Sesi diskusi pun dimulai sekitar pukul 22.00. Kang Ahmad ngode untuk mengajak saya menaiki panggung. Saya sedih, saya sudah di panggung tapi disuruh naik panggung lagi. Bingung,kan? Karena saya sendiri kesini hanya diperjalankan atas dasar cinta. Bukan untuk apa-apa, apalagi mengemban misi tertentu.Â
Semua hanya hasil kemesraan dan cinta hingga akhirnya semua dipertemukan. Bersama dengan Mas Zuhud dan Mas Abi, akhirnya kita berempat nggelar kloso untuk membahas tema 'Klilipan' dan ngudari satu persatu sebagai proses pembelajaran bersama.

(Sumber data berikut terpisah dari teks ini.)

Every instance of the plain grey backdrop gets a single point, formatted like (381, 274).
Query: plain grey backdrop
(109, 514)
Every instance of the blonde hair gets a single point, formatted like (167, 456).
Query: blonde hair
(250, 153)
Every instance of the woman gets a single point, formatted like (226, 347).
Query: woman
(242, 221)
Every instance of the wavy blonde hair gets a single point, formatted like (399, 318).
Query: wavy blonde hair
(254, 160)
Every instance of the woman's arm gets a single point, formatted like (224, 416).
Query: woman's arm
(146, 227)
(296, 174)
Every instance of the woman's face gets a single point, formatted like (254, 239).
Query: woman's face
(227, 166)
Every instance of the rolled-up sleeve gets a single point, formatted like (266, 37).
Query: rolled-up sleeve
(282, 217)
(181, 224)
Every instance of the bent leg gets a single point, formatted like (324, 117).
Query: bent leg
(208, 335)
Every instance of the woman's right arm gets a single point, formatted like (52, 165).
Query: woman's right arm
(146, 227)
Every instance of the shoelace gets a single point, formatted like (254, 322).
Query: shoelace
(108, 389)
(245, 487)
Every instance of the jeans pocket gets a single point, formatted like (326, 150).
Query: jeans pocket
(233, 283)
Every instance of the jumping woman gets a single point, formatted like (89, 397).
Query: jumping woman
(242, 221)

Para jamaah di awal acara sudah banyak yang menanggapi. Kesamaan pemikiran akhirnya bertemu. Salah satunya adalah tentang benar dan salah. Karena pada dasarnya manusia memiliki ego kebenaran versi pemikirannya yang tidak semua bisa diseragamkan.

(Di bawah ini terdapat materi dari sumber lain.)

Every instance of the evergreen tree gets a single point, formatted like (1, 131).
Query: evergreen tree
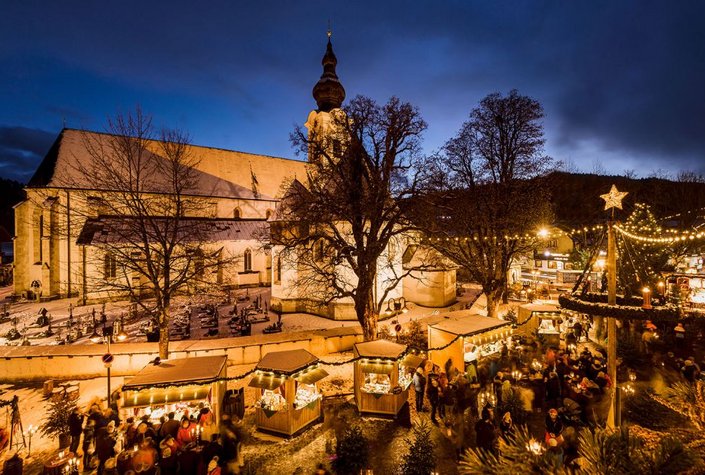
(421, 459)
(352, 452)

Di sesi terakhir Mas Akbar, Gus Blero, dan Pak Tono dipersilahkan menaiki panggung. Mas Akbar bercerita tentang Sengkuni. Seperti salah satu katanya, "Siapapun yang di-bully/ ditindas jika melakukan kejahatan, akhirnya akan menjadi sebuah pemakluman. Inilah Sengkuni versi teater perdikan buatan Mbah Nun ini. Kemudian Pak Tono adalah seorang Tokoh di balik terciptanya Pasar Kumandang yang sangat kondang ini.Â
Karena transaksinya menggunakan koin. Pak Tono tidak dekat Mbah Nun akan tetapi dekat dengan Umbu Landu Paranggi, gurunya Simbah. Salah satu kata Pak Tono yang ditekankan adalah sebuah kata berjuang yang diganti dengan berproses. Untuk mengantisipasi rasa kecewa yang mungkin akan berdatangan menyapa.
Lalu Gus Blero menyuruh jamaah untuk mencari "Saba Parwa". Tanpa dibahas. Beliau hanya menyampaikan singkat. Islam hanya tinggal jenenge. Al Qur'an mung kari tulisane. Jaman-jaman susah tapi di sisi yang lain. Wonosobo akan menjadi peranan penting dalam segala peristiwa genting jaman ini. Setidaknya, Jadilah pemimpin bagi kehidupanmu sendiri.
Acara pun ditutup dengan Wirid Penuntasan oleh Kang Ahmad. Sekitar pukul 03.00 pun acara dipungkasi dengan saling bersalam-salaman sambil bersholawat. Mission completed!